In the surgical process, the unclear boundary between the tumor and the dural membrane increases the difficulty of the operation. Microsurgical techniques can be used to carefully separate the tumor from the dural membrane to reduce damage to normal brain tissue. During surgery, osteoporosis at the edge of the bone window and vascular proliferation on the dura mater were observed. Tumor separation should be performed with even greater care to avoid unnecessary bleeding and damage. The tumor contains numerous calcification points, making its texture hard and brittle, increasing the difficulty of piecemeal tumor removal. A gradual and cautious piecemeal resection strategy should be adopted to ensure complete tumor removal. Considering the anaplastic characteristics and high proliferative capacity of the tumor, a total resection should be performed to reduce the possibility of recurrence.

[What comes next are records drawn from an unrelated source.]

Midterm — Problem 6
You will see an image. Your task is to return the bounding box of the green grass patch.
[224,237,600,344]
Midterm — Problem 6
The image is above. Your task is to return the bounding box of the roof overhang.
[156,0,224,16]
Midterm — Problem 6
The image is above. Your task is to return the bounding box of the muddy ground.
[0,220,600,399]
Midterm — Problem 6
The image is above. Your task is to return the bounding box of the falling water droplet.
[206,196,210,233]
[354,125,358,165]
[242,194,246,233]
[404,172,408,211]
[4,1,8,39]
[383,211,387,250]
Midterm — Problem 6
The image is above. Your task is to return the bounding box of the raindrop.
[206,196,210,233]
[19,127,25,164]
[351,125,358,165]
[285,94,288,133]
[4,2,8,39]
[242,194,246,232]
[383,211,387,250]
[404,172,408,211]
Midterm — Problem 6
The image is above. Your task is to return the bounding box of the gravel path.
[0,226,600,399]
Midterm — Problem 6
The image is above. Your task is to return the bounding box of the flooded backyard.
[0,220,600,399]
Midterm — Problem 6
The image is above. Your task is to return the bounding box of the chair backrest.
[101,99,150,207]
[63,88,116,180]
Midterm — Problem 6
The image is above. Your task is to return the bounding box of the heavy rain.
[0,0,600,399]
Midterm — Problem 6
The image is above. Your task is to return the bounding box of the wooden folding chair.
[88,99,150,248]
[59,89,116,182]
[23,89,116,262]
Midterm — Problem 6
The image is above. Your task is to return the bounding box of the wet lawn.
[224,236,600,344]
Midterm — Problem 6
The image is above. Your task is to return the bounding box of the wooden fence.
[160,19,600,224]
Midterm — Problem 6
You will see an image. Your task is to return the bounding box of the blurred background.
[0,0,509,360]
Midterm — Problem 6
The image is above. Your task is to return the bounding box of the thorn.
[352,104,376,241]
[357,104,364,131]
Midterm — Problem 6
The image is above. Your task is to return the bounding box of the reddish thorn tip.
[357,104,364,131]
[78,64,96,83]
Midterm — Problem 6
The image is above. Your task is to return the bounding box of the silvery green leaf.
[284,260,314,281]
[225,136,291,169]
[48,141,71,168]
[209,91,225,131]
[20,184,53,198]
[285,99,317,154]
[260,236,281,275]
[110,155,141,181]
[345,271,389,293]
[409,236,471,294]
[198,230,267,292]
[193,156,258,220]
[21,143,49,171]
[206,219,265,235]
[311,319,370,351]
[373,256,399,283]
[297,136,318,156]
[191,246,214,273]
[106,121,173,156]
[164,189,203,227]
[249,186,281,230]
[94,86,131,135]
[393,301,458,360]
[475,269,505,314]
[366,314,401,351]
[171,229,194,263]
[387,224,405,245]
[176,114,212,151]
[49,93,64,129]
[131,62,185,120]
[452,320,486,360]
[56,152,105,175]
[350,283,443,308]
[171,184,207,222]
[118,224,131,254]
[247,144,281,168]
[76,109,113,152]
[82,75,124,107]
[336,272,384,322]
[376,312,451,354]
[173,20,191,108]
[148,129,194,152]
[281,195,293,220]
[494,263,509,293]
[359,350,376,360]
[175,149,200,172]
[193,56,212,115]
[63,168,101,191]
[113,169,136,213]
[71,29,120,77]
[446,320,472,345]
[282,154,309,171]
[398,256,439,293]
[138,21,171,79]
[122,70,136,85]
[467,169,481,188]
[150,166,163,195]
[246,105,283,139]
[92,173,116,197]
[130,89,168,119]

For follow-up, postoperative MRI imaging should be performed within 48 hours to determine the extent of resection. For benign PEM, monitoring should be conducted every 2 years. Patients with atypical histological presentations or tumors that are incompletely or completely resected with malignancy should have closer follow-up, with imaging examinations conducted every 3 months [7].

3.2. Lessons

For malignant meningiomas in the skull, total surgical resection is the preferred treatment method. Whether the postoperative normative adjuvant chemoradiation is still unclear, and further exploration is needed. In addition, for patients with a longer history, we may need to intervene in advance to prevent malignant changes.

Abbreviations

CT

Computed tomography

MRI

Magnetic resonance imaging

PEM

Primary extradural meningioma

PIM

Primary intraosseous meningioma

WHO

World Health Organization

PET-CT

Positron emission computed tomography

H&E

Hematoxylin and eosin staining of tumor

STR

Subtotal resection

GTR

Gross total resection

Conflicts of Interest

The authors declare no conflicts of interest regarding the publication of this paper.